Mudando um pouco uma sugestão do Daniel, acho que eu vou tentar uns lugares que façam shows também, como os que eu estou começando a freqüentar aqui em Paris. Antes de ontem fui no show do Apocalyptica e ontem fui no Brad Mehldau Trio. No primeiro, fui com uma mochila e botei meu casaco dentro, que sozinho já lotava a mochila. Coloquei minha máquina fotográfica e a caixa dos meus óculos, vazia, em cima do casaco. No meio do show, depois de uns empurra-empurra e de eu já ter mudado muito de lugar, reparei que minha mochila estava completamente aberta, com metade do casaco do lado de fora. Nada da caixa dos óculos e de câmera mas, não sei como, enfiei a mão lá dentro minha câmera estava embaixo do casaco, no fundo da mochila. Os ingressos pro show de ontem já tinham acabado faz muito tempo. Fui com o Arthur e o Daniel tentar comprar na hora e conseguímos comprar pelos preços originais, na última hora.

Uma semana de férias

domingo, 2 março, 2008

Tivemos essa semana de férias. Quase todo mundo viajou. Alguns brasileiros foram num esquema muito barato de uma semana de ski. Restavam pouquissímas vagas, então eu e vários outros acabamos ficando de fora. Tinham algumas pessoas que só iam viajar em uma parte das férias e como meu primo Tiago estava aqui em Paris com a Cláudia e eu tinha um monte de coisas para fazer, acabei ficando sem ânimo para viajar.

A Polytechnique, fantasmagórica durante as férias, é um pessímo lugar para ficar preso. Além de quase nada funcionar, uma vontade de não fazer nada domina os que restam sobre o Plateau (planalto). A Ecole fica em cima de um planalto, que juntamente com a distância geográfica para o centro de Paris, nos isolam do mundo e, em dias normais, criam a necessidade de motivação extra para ir até Paris. Graças à sensação horrível que a X passa durante as férias, não tive preguiça de sair várias vezes com o Tiago e a Cláudia. Em compensação, quase tudo que eu consegui estudar foi dentro de trem indo e voltando de Paris.
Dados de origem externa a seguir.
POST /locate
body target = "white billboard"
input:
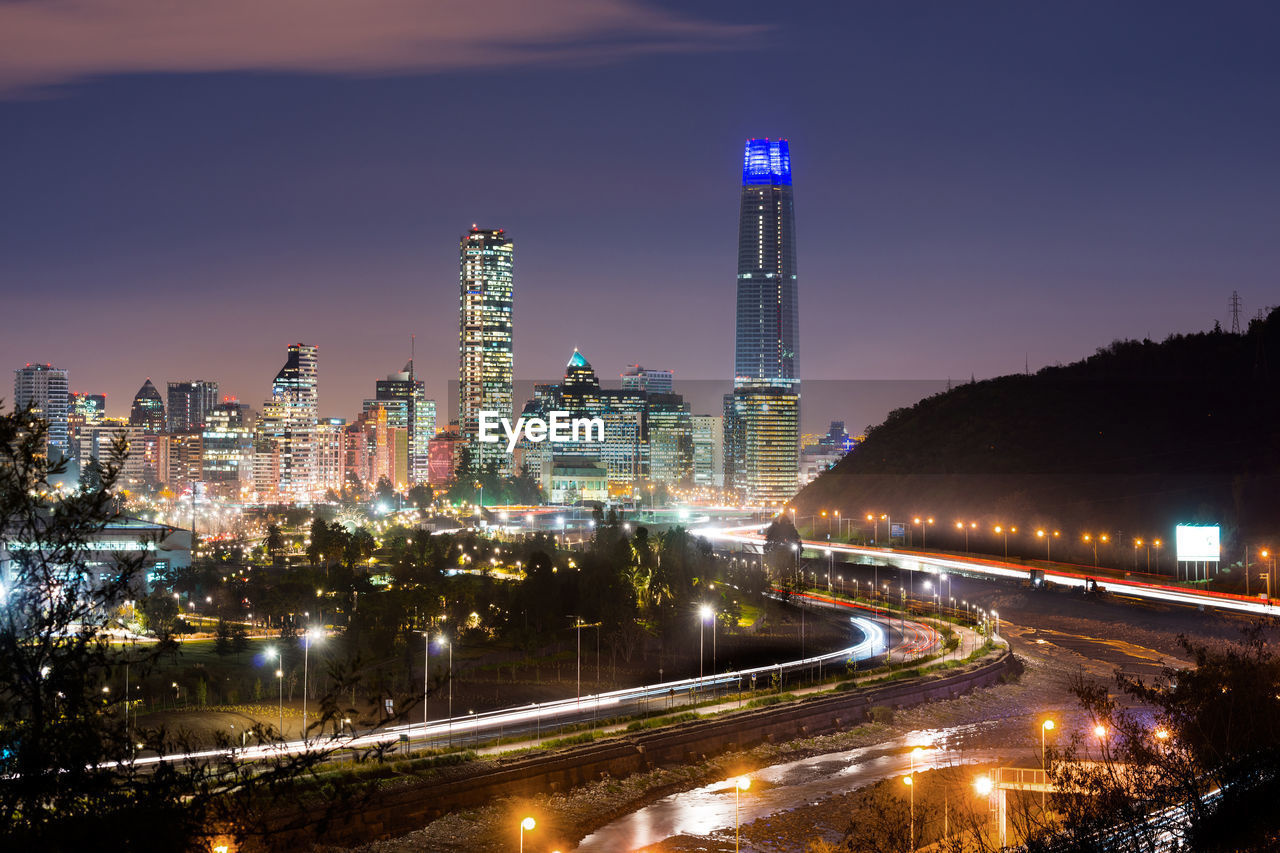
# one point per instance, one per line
(1198, 543)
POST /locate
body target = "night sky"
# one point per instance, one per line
(976, 183)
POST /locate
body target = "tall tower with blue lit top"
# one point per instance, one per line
(762, 416)
(768, 323)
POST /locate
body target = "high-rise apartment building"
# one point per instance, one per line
(768, 319)
(419, 416)
(708, 451)
(190, 404)
(485, 365)
(659, 382)
(289, 420)
(228, 448)
(45, 388)
(83, 411)
(147, 410)
(762, 416)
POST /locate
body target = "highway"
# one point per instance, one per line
(877, 634)
(936, 562)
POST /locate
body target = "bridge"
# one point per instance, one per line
(937, 562)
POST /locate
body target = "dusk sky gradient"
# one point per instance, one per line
(976, 182)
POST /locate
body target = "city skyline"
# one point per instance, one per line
(1100, 210)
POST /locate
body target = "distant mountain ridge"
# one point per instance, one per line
(1136, 438)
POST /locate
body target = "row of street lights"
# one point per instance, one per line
(1000, 529)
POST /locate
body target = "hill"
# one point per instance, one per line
(1129, 442)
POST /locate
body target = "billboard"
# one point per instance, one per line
(1197, 543)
Fomos no Château de Vincennes, Château de Versailles, Musée des Arts et Métiers, Musée d’Orsay, Opéra, Jardin des Tuileries, além de lugares no meio do caminho, de lugares que eu posso ter esquecido, de idas frustadas nas Galeries Lafayette e no Forum des Halles, e de várias idas na casa da irmã da Cláudia, que está estudando em Paris. Ah, e eu ainda mostrei pra eles a Polytechnique. Desses lugares, eu nunca tinha ouvido falar no Château de Vincennes e no Musée des Arts et Métiers e nunca tinha ido no Musée d’Orsay.

Château de Vincennes
Uma das entradas do Château de Vincennes

O primeiro, era um desses castelos completos: tinha fossa, muralha, portão-ponte, uma igreja muito grande, um pavilhão para o rei, um para a rainha, etc. Pelo que eu entendi, fazia bastante tempo que não dava pra visitá-lo e terminaram de reformá-lo há pouco tempo, por isso não é um ponto turístico muito conhecido. Infelizmente, como chegamos tarde, apenas passamos por dentro do castelo, sem entrar nos vários pavilhões que eram abertos à visita. Fiquei com vontade de voltar lá outro dia para fazer uma visita de verdade.

Château de Vincennes
Um pedaço do espaço interno do castelo.

Um museu de geringonças era a melhor definição para o Musée des Arts et Métiers. O museu apresentava várias invenções e instrumentos científicos, tendo seções para grandes cientistas franceses, onde se podia reconhecer o nome de alguns polytechnicos. Apesar de uma boa parte das coisas do museu serem miniaturas (miniaturas de barcos, trens, metrôs, etc), isso não tirava a graça do museu, que era perfeito para engenheiros e crianças. O astro do museu era o pêndulo de Foucault, o mesmo usado por Foucault em uma apresentação no Panthéon. Pra variar, chegamos tarde e perdemos a apresentação sobre o pêndulo (na verdade chegamos cedo no museu e fomos pro lado errado, rodando o museu inteiro antes de ir para o pêndulo). O mais engraçado era ver as crianças esperando o pêndulo derrubar umas pecinhas de metal que eles colocaram para provar que o pêndulo estava mudando o eixo do movimento. Queria aproveitar e agradecer ao Paulo Fernando, que me mandou pelo Tiago um livro sobre o pêndulo (O Pêndulo, de Amir D. Aczel). Assim que tiver tempo, vou lê-lo.

Vela
Milagres acontecem… O estranho é quando esperamos um e ele realmente acontece.

Apesar disso, o que me fez conhecer Paris à fundo foram quase nove horas de escuridão.